Alle 16:45 è prevista la presentazione del film Cimap a cura di Giovanni Piperno e Tatiana Vecchio. Seguirà una tavola rotonda alla quale partecipano il direttore della scuola di specializzazione in Psichiatria Eugenio Aguglia, il capo settore Salute mentale Tommaso Federico, l'esperto di Storia del cinema Sebastiano Gesù, il responsabile dell'unità operativa Territorio e Salute mentale MDSM Carmen Paci, il preside della facoltà delle Arti e della Comunicazione dell’Università di Enna Liborio Termine.

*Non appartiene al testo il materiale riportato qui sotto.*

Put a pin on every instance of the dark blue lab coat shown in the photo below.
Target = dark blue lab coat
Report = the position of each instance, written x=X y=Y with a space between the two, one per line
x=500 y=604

Note di regia. Nell’agosto del 2007, l’associazione Anpis e il movimento Le parole ritrovate, entrambi in prima linea nell’affrontare la malattia mentale all’interno del servizio sanitario pubblico italiano, hanno dato vita ad un evento straordinario. Per combattere il pregiudizio che ancora soffoca la possibilità d’integrazione e di cura dei malati mentali, hanno organizzato un viaggio in treno da Venezia a Pechino: 12.000 chilometri in venti giorni con 77 malati mentali e 130 tra familiari, operatori sanitari, volontari e psichiatri provenienti da tutta Italia. In questo treno c’era un’atmosfera speciale: non sapevi mai se avevi di fronte un matto, uno psichiatra, un familiare o altro, c’era una collaborazione ed una grande voglia di conoscersi e di fare le cose assieme, si cercava di prendere le decisioni comuni con la massima democrazia possibile: una sorta di cristiano-comunismo realizzato. Noi della troupe eravamo completamente coinvolti da questa atmosfera e, per quanto ci ritagliassimo molti momenti soli con i nostri protagonisti, eravamo parte integrante dei 200 e ovviamente, vivendo tutti assieme, dopo due giorni nessuno “ci vedeva più”. Il viaggio ha in qualche modo trasformato tutti: ho potuto quindi raccontare l’evoluzione dei miei personaggi, e attraverso questa avere una metafora forte della possibilità che hanno i malati mentali - quando messi nelle giuste condizioni (non c’è niente da fare, è un luogo comune ma corrisponde alla realtà: l’amore è la migliore medicina) - di migliorare la qualità della loro vita. E, come dovrebbe accadere ogni volta che si gira un documentario, ho vissuto un’esperienza che ha cambiato qualcosa anche di me.